Qual è la realtà di questa parrocchia?
R. - Il quartiere è quello di Rebibbia. Siamo nella periferia romana, vicino al carcere. Questo per noi è un segno, una sfida. Il fatto di essere rinchiusi dentro quelle mura ci può far correre il rischio di disinteressarci della vita di quelle persone che, comunque, consideriamo nostri parrocchiani. Abbiamo cercato in questi anni di interagire con i detenuti, di incontrarli. Siamo anche andati dentro il carcere, abbiamo ascoltato la Parola di Dio insieme con loro. Questa esperienza ci ha molto arricchito, come comunità, per creare i ponti di cui spesso il Papa ci parla. Ponti che oltrepassano le pareti così alte della vita dei detenuti. Questa è una sfida. Poi c’è la sfida della povertà, che vediamo crescere sempre di più. E ci sono gli immigrati che ormai popolano il quartiere. La borgata storica di Rebibbia prima era abitata dai romani. Lentamente, ormai, si sta trasformando e sono molti gli immigrati residenti nel nostro quartiere. E la sfida è questa: cercare di dialogare con loro, accoglierli, cogliere il positivo. Durante la festa di San Gelasio, per esempio, c’è un momento che ormai è diventato una tradizione nella parrocchia. Ed è molto atteso dalla gente. Si tratta della serata multietnica, con la cena multietnica. Gli immigrati presentano i loro cibi, le loro tradizioni e noi interagiamo con loro. Questo è un momento bellissimo.
Saranno presenti dei detenuti durante l’incontro con il Santo Padre?

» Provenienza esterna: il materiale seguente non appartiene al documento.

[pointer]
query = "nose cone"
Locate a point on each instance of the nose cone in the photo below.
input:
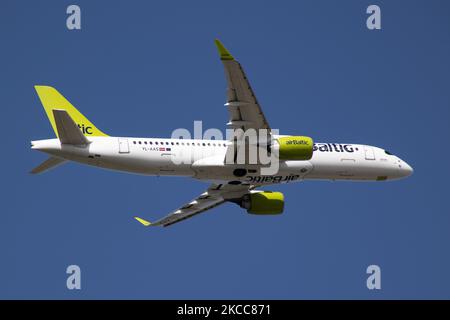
(405, 170)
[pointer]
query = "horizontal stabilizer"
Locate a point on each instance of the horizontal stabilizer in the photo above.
(144, 222)
(48, 164)
(68, 131)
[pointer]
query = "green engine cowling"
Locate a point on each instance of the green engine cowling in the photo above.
(264, 202)
(295, 148)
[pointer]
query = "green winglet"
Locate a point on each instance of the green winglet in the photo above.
(144, 222)
(224, 53)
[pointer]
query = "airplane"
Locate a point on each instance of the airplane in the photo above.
(214, 161)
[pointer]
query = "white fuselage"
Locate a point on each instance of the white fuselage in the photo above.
(204, 160)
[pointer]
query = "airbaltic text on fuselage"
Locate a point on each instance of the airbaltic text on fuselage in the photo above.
(334, 147)
(272, 179)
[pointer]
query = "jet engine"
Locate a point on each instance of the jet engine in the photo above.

R. - Ci sarà qualcuno tra quelli in semi-libertà. E ci saranno gli ex-detenuti: qualcuno, ormai, fa parte della parrocchia, nel senso che la frequenta, l’ha frequentata. Abbiamo anche aiutato alcuni a cercare un reinserimento sociale. Piccole cose… Noi non siamo una grande comunità parrocchiale: siamo piccoli, poveri di mezzi e di risorse, ma non di umanità. Siamo carichi di umanità e di cuore. Ed è quello che ci salva in questa parrocchia.